Niemand weiß, was er mit der SPÖ bekommt

Wien (OTS) - "Die SPÖ wirft einmal mehr ihre Prinzipien über Bord. Spitzenkandidat Hannes Swoboda hat über die letzten Monaten seine Positionen komplett geändert und zeigt keine klare Haltung. Er folgt dem Faymann-Kurs und seinen Widersprüchen auf Schritt und Tritt", kritisierte die Vorsitzende der Europäischen Grünen und Spitzenkandidatin für die Europawahl, Ulrike Lunacek. "Swoboda propagiert einen Sozialvertrag in der EU und eine Finanztransaktionssteuer und gleichzeitig werden die Sozialdemokraten aber den Verhinderer sozialer und Finanzmarktreformen in der EU, Kommissionspräsident Barroso, wiederwählen. Das geht nicht zusammen", so Lunacek. Die Sozialdemokraten haben mit dieser Wiederwahl klar gemacht, dass mit der SPÖ die notwendigen Reformen in der EU nicht stattfinden werden - Reformen für eine gentechnikfreie Landwirtschaft, für ein atomkraftfreies Europa, für ein sozial gerechtes Europa. Wenn die SPÖ ernst genommen werden will, muss sie sich klar gegen die Wiederwahl Barrosos aussprechen."

Bei der SPÖ reiht sich Widerspruch an Widerspruch: Beginnend mit dem Umgang mit der FPÖ: "Erst im Wahlkampf beginnt sich die SPÖ von der FPÖ-Hetze zu distanzieren. Sie hat Martin Graf mitgewählt und nach wie vor kokettiert die SPÖ in den Bundesländern damit, die FPÖ in Regierungsverantwortung zu heben."
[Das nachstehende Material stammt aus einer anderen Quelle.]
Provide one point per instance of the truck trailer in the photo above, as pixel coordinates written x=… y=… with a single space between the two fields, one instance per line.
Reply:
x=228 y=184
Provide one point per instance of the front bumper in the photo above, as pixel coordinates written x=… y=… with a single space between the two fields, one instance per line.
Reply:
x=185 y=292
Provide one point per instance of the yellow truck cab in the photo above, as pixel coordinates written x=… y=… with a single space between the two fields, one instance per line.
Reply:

Ein weiterer Widerspruch ist der Bundesheer-Grenzeinsatz: "Swoboda sprach einst davon, dass der Grenzeinsatz inakzeptabel ist und befürwortet ihn nun. Dieser Einsatz ist verfassungswidrig, seine Aufrechterhaltung ist ein Wahlkampfschmäh, für den im Budget ab 2010 nicht einmal eine Finanzierung vorgesehen ist."

Widersprüche ortet Lunacek auch in der Haltung zu einer gemeinsamen Asylpolitik: "Swoboda betont die menschenrechtliche Bedeutung einer gemeinsamen Asylpolitik, trägt aber nicht mit, dass es keine Schubhaft für Minderjährige geben soll und weniger Schwarzarbeit bei Asylwerbern."
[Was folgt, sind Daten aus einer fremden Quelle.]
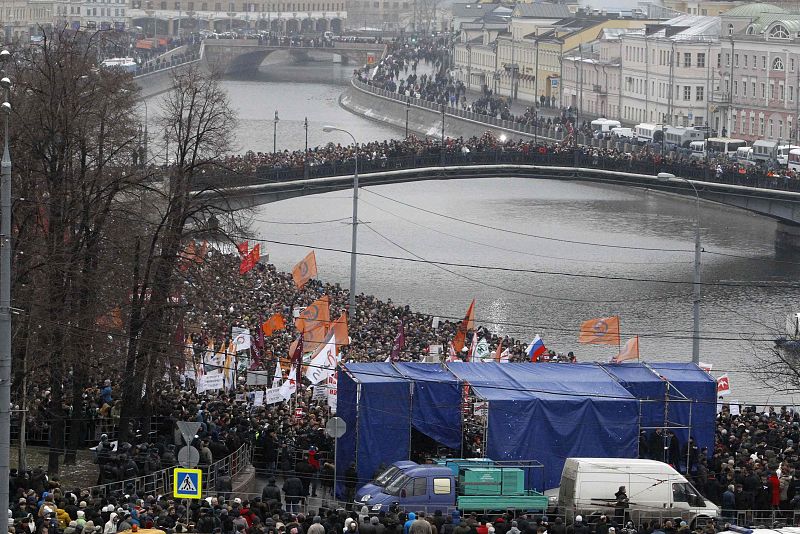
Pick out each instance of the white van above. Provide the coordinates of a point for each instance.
(602, 127)
(744, 156)
(655, 490)
(794, 160)
(649, 133)
(782, 154)
(765, 150)
(622, 133)
(698, 149)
Erneuerbare Energien: "Die SPÖ ist in Österreich nicht in der Lage ein sinnvolles Ökostromgesetz zu schaffen, spricht aber vom Klimaschutz. Wie soll das Handeln der SPÖ in Europa ernst genommen werden, wenn es schon in Österreich nicht stimmt?"

Zu guter letzt stößt Swoboda die Reformer in der Türkei vor den Kopf. "Mit geschlossenen Türen ist es illusorisch, über eine Annäherung mit der Türkei zu verhandeln. Damit gibt die EU ihre Funktion als Reformmotor im Bereich der Menschenrechte und Rechtsstaatlichkeit in der Türkei einfach auf", so Lunacek.